EM4 Indonesia

Denpasar, Bali, Indonesia

Call: 0816574045

info@em4indonesia.com

Petani Muda Banyuwangi Inovatif Kembangkan Jambu Air Citra Berbasis Organik

Selasa, 21 April 2026

224 x Dilihat

EM4 Indonesia

Harianto, petani asal Kedungwungu, Tegaldlimo, Banyuwangi, Jawa Timur menunjukkan produk EM4 Pertanian.

Kecintaan terhadap pertanian organik mendorong Harianto (36), seorang petani asal Kedungwungu, Tegaldlimo, Banyuwangi, Jawa Timur, untuk merintis usaha budidaya jambu air citra. Inovasi ini dipadukan dengan penggunaan teknologi Effective Microorganisms 4 (EM4) sebagai upaya meningkatkan kualitas tanah dan hasil pertanian.

“Meskipun daerah ini dikenal sebagai sentra buah naga, saya ingin mencoba sesuatu yang berbeda. Saya memilih menanam jambu air citra,” ujar Harianto saat berbincang dengan tim Youtube EM Indonesia Official belum lama ini.

Menurut Harianto, keputusan memilih jambu air citra didasarkan pada stabilitas harga di pasaran yang berkisar antara Rp20 ribu hingga Rp25 ribu per kilogram. Selain itu, jumlah petani yang membudidayakan tanaman tersebut di wilayahnya masih tergolong sedikit, sehingga peluang pasar masih terbuka lebar.

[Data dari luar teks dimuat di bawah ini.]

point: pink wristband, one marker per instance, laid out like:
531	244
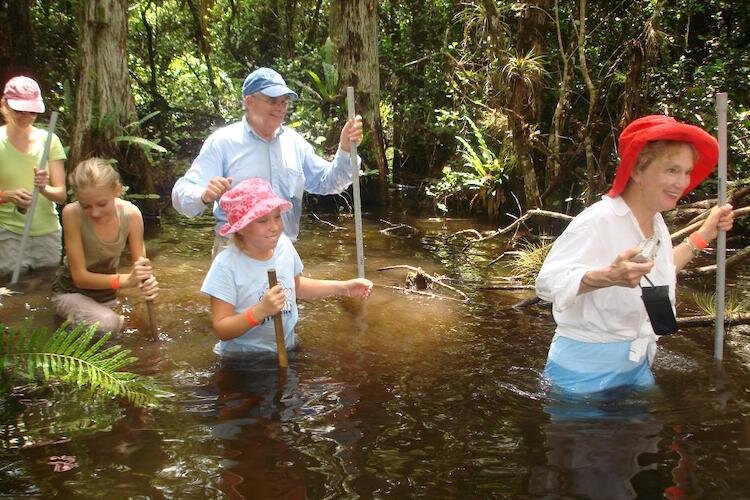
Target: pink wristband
698	240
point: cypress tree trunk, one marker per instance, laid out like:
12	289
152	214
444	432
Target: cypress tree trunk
354	31
17	52
104	103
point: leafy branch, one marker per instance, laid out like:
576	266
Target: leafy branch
72	356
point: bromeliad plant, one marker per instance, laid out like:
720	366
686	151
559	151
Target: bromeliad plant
72	356
485	170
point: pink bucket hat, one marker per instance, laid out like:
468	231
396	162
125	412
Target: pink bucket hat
247	201
659	127
23	94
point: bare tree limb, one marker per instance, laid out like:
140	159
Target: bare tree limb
420	292
740	212
734	259
433	279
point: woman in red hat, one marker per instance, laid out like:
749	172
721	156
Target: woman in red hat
611	275
21	148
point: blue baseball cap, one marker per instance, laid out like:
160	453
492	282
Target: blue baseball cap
267	81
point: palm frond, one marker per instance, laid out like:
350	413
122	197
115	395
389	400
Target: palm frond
75	357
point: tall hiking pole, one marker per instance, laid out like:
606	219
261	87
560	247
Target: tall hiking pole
278	325
355	186
34	196
153	331
721	239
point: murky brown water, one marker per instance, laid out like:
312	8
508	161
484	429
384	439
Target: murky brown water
404	397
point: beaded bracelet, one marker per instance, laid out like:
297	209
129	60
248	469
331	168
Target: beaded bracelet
251	321
590	285
697	240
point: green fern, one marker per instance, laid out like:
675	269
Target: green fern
75	357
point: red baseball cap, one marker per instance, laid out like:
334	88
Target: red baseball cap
23	94
656	128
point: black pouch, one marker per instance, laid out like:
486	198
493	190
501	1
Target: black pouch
659	308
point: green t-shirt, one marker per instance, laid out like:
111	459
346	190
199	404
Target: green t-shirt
16	171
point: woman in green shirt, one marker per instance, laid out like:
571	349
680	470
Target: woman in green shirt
21	147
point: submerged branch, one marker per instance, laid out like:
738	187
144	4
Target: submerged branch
730	319
734	259
420	292
432	279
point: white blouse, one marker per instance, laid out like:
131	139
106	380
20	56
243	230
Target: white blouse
612	314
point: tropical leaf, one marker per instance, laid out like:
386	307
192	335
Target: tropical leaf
74	356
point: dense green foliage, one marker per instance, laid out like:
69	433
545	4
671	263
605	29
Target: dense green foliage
452	75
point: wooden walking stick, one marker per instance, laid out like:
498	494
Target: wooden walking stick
34	196
278	325
721	239
355	188
153	331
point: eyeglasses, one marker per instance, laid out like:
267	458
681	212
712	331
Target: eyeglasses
283	101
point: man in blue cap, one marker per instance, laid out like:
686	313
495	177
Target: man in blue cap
260	146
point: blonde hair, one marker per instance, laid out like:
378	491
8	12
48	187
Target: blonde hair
94	173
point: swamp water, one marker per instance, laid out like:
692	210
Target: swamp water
406	397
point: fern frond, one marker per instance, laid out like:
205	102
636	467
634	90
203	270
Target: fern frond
72	356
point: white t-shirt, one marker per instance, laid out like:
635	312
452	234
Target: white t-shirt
591	241
241	281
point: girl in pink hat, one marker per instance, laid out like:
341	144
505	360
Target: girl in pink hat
21	148
611	275
242	304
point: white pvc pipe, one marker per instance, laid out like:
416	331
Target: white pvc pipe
721	239
34	196
355	186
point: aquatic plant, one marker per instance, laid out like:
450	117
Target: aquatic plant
704	303
74	356
529	260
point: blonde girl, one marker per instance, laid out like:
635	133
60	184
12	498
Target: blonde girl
96	228
21	147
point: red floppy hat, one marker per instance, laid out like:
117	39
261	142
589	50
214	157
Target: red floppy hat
656	128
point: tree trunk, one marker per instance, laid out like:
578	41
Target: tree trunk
640	53
524	96
198	13
104	103
17	48
552	170
592	175
354	31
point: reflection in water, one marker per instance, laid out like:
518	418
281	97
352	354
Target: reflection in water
596	447
256	400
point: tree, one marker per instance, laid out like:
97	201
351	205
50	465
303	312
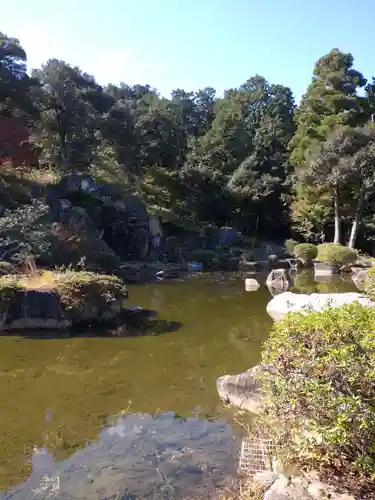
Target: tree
15	84
70	104
345	161
330	101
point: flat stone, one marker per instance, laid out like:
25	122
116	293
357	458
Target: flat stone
286	302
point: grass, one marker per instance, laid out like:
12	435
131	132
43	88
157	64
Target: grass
77	289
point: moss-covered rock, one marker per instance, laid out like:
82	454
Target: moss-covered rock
57	299
90	296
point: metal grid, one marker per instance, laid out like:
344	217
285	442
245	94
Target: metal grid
257	455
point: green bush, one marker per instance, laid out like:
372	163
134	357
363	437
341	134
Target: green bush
272	258
320	404
290	244
336	254
208	258
80	289
370	282
306	252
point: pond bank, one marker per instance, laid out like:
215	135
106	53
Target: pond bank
205	326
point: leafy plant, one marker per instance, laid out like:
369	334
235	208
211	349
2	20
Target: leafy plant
290	244
206	257
306	252
336	254
320	407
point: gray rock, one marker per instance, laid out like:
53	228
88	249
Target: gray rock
244	391
287	302
80	206
302	488
34	309
139	457
277	281
251	285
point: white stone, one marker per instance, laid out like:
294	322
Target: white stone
251	285
286	302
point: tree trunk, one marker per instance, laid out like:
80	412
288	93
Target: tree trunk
336	203
357	219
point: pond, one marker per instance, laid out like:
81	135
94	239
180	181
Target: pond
89	405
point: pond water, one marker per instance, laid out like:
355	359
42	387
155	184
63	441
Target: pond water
98	406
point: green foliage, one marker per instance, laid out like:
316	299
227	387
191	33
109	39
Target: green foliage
336	254
290	244
9	286
87	289
208	258
320	404
249	159
28	228
307	252
370	283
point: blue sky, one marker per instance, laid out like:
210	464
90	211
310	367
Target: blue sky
191	44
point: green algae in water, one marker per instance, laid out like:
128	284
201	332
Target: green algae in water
59	393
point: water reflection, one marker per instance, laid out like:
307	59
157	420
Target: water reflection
140	457
78	382
57	394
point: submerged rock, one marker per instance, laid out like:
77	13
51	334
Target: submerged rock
287	302
140	456
251	285
280	487
277	281
244	391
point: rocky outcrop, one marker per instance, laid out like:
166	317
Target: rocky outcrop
98	212
244	391
360	278
273	486
277	281
287	302
33	309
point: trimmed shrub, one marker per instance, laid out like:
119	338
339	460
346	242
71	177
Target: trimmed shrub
320	404
306	252
336	254
290	244
207	257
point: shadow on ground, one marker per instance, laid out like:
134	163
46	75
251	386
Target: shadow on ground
135	324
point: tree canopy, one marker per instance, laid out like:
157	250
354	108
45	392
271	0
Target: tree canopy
249	158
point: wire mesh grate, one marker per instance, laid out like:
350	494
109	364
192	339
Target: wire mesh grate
257	455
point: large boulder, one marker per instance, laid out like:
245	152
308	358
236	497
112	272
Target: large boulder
33	309
244	391
287	302
80	206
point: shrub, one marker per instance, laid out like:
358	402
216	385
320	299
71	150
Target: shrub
336	254
306	252
205	256
81	288
320	404
77	290
370	282
290	244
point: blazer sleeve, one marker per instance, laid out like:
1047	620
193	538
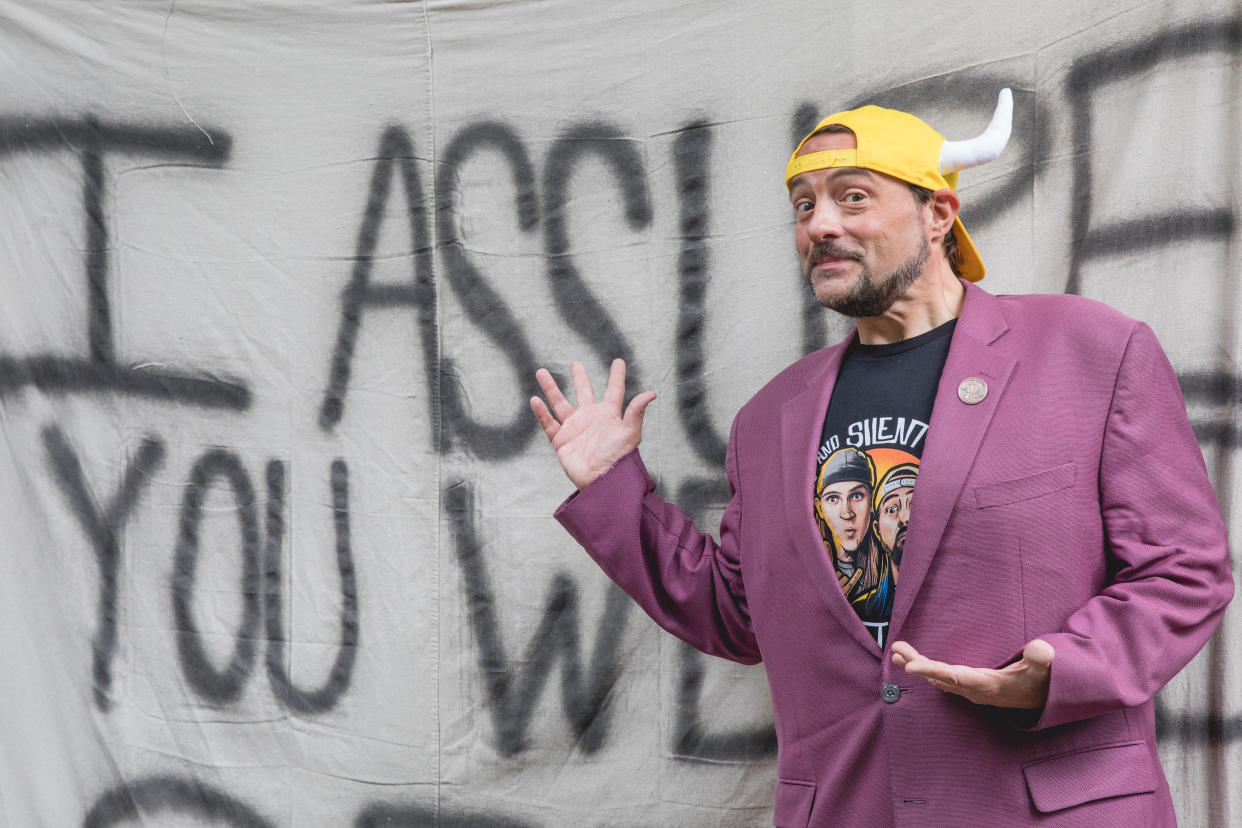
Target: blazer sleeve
1166	545
686	581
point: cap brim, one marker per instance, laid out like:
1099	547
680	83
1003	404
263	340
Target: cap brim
971	263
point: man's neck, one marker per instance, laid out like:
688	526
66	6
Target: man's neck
932	301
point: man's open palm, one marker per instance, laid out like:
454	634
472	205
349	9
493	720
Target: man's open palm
594	436
1022	684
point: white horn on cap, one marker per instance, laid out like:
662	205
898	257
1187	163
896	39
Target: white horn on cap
964	154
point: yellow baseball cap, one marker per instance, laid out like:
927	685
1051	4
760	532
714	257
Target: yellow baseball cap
897	144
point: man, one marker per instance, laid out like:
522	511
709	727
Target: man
1057	582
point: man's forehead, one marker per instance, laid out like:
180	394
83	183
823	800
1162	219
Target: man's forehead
834	174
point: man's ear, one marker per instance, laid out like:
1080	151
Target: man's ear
943	207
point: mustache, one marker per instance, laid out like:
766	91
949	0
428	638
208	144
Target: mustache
831	250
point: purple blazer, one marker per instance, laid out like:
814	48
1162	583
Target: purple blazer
1069	504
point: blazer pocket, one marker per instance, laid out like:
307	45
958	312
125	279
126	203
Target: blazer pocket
1024	488
794	801
1067	780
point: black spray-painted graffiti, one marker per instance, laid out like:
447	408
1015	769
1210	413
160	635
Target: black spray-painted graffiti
162	796
99	371
514	685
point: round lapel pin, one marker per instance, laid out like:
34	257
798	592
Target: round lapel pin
971	390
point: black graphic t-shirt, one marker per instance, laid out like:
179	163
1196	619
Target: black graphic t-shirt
868	464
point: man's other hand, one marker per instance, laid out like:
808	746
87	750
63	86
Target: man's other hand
594	436
1022	684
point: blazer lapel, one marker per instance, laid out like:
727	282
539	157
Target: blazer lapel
801	425
954	436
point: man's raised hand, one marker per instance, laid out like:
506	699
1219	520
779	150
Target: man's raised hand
594	436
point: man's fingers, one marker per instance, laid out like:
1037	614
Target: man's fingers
637	407
1038	653
615	390
583	391
545	420
560	406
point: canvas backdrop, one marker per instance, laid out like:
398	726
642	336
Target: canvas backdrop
276	536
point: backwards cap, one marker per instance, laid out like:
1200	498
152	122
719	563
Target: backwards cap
901	145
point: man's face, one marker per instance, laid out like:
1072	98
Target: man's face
894	514
847	509
861	236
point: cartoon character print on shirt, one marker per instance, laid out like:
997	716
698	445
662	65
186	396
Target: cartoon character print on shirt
862	505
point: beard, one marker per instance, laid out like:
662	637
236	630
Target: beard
870	296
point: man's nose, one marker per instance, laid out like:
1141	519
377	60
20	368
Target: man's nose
826	221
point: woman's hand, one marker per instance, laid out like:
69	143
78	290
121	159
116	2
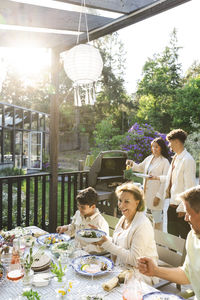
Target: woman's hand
102	240
151	177
129	163
92	226
156	201
146	266
62	229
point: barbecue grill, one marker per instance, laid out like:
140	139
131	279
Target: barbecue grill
105	175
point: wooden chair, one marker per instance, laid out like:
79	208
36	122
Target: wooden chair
171	253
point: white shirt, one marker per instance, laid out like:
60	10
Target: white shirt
79	222
183	177
153	188
131	243
191	266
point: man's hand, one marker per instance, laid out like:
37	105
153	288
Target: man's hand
156	201
62	229
92	226
151	177
181	214
147	266
102	240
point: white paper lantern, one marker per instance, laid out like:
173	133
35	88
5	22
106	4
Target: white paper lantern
83	65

Dalam praktik budidayanya, Harianto menjelaskan bahwa teknik yang digunakan tidak jauh berbeda dengan tanaman jeruk, mulai dari pengolahan tanah hingga pemupukan. Namun, ia menekankan penggunaan bahan-bahan organik untuk mengurangi ketergantungan pada zat kimia.

“Saya menggunakan pestisida organik dan berusaha mengurangi penggunaan bahan kimia,” katanya.

Untuk pemupukan, Harianto memanfaatkan fermentasi kotoran kambing yang dicampur dengan EM4. Proses fermentasi berlangsung selama satu hingga dua bulan sebelum pupuk diaplikasikan ke lahan. Setiap pohon mendapatkan sekitar 10 hingga 20 kilogram pupuk fermentasi.

Saat ini, ia telah menanam sebanyak 48 pohon jambu air citra. Setelah 1,5 tahun perawatan, tanaman tersebut mulai menunjukkan tanda-tanda berbuah. Harianto menargetkan panen dapat dilakukan dua kali dalam setahun.

EM4 sendiri merupakan teknologi pertanian yang memanfaatkan mikroorganisme bermanfaat untuk meningkatkan kesuburan tanah dan pertumbuhan tanaman. Teknologi ini pertama kali diperkenalkan oleh Prof. Dr. Teruo Higa dari Universitas Ryukyus, Okinawa, Jepang, dan kini telah digunakan secara luas di berbagai negara.

Kandungan mikroorganisme dalam EM4 meliputi bakteri asam laktat, bakteri fotosintetik, actinomycetes, streptomyces, ragi, serta jamur pengurai selulosa. Kombinasi ini mampu mengubah bahan organik menjadi nutrisi yang mudah diserap tanaman.

Harianto mengaku terinspirasi dari pengalaman petani sekitar yang mengalami penurunan kualitas tanah akibat penggunaan pupuk dan pestisida kimia secara berlebihan. Hal tersebut mendorongnya untuk beralih ke sistem pertanian organik yang lebih ramah lingkungan.

“Saya senang berinovasi, termasuk membuat pupuk dari kotoran kambing. Saya optimistis bisa berhasil, dan tentu harus terus belajar. Jika ada kendala, saya tidak segan bertanya kepada petani yang lebih berpengalaman,” ujarnya.

Langkah inovatif Harianto diharapkan dapat menjadi inspirasi bagi petani lain untuk mengembangkan pertanian yang lebih berkelanjutan dan bernilai ekonomi tinggi.